Progressing age doesn’t hold back judoka

Tony Walby was recognized as judo athlete of the year for the third time in his career, but it was the first time the Takahashi Dojo club member was honoured for his achievements in parasport.

Walby last won the judo athlete of the year award in 2008 when he earned his first national gold medal as an able-bodied competitor, which he considered a crowning achievement and decided to call it a career.

But when Judo Canada got wind that Walby is in fact legally blind, they encouraged the 38-year-old to return and compete in visually-impaired events and try to earn a place on the London 2012 Paralympic team.

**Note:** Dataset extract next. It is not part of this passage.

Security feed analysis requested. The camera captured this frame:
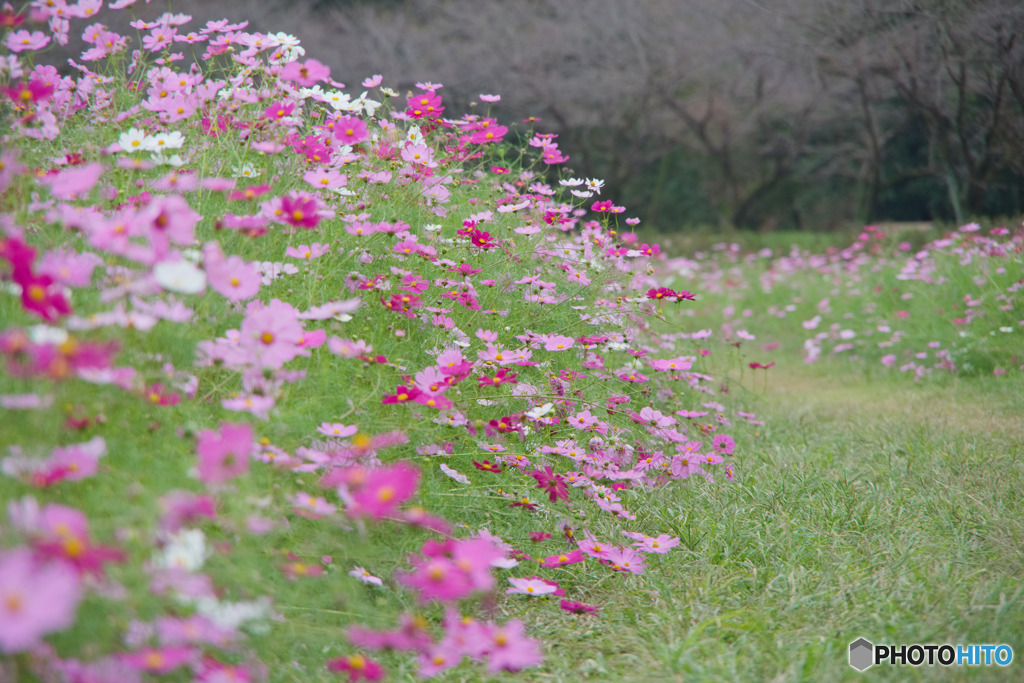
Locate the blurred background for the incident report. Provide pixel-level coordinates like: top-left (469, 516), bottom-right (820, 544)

“The hardest thing I’ve ever done is retire from competition. And the easiest thing I’ve done is come back into it,” smiles Walby, who is also a Level 4 national certified coach. “It’s very fulfilling to compete and represent your country and do it at a high level even after so many years. That’s what drives me – wearing that Canada jacket.”

A full-time Correctional Services Canada database administrator whose wife is expecting their first child in April, Walby admits that training over 20 hours a week for judo – plus international travel around half a dozen times per year for competitions – is not as easy as it once was.

“I’m not a young guy,” says the Connaught Public School grad whose Grade 3 teacher was Tina Takahashi, who now runs the Melrose Avenue dojo. “It does take something out of you, but if you love to do it, you do it. It’s very hard to quit.”

Despite missing the first of three events that count towards Paralympic qualification (the 2010 world championships), Walby is on the cusp of earning a London 2012 berth on the strength of his ninth-place performance at the 2011 worlds and a bronze medal win at the November Parapan American Games.

The top-10 athletes in the world rankings will receive berths in the London Paralympics, although many international athletes are currently disputing the rankings since some visually-impaired competitions were classified by B1, B2, and B3 levels (based on the amount of vision an athlete has) and others weren’t.

“My goal for this year is to qualify for London and give a good showing,” notes Walby, who has discussed the possibility of staying on board until the Rio 2016 with coaches and family as well. “I’ll be an old man then at 43, but I think I have the ability to do it. I want to show (my students) that judo is a lifetime sport and you can still be competitive for a long time at a very high level if you train hard and push yourself.

“The other part of my drive is it’s so hard to leave, to step back.”

Paguaga earns wrestling club’s first distinction

One floor below Walby at the Takahashi Dojo is the new training center for Alejandra Paguaga, the city’s wrestling athlete of the year.

The recognition was a sign of the rise of the Tsunami Academy wrestling program, which has built itself into a nationally-respected club, although it was recently forced to close its home St-Laurent Boulevard location in the face of a major rent increase.

“I was pretty honoured,” says Paguaga, a Grade 11 Samuel-Genest high school student. “I’ve never won a big award like that before. And it’s awesome for Tsunami because none of us have won that award either.”

2011 was a benchmark season for Paguaga as she won every Canadian title in her age group – club provincials, high school provincials, the national championships, and then the Team Canada trials for the cadet world championships.

“It was actually my goal at the start of the season to win all those competitions and to make Team Canada,” recounts Paguaga, who nonetheless couldn’t believe the moment was real when she earned the world’s berth. “All I could think of was, ‘Oh my God, I’m going to worlds. This is great.’”

Her first international event, Paguaga’s fifth-place finish in Hungary was “maybe not the result I wanted,” but she’s now driven to keep pushing in hopes of finishing higher in her last chance at the cadet level this year.

“It’s always difficult (to put in so much time training), and if you want to keep winning, you have to train harder every year,” Paguaga notes. “It’s something I love though, so I’ll keep doing it for sure.”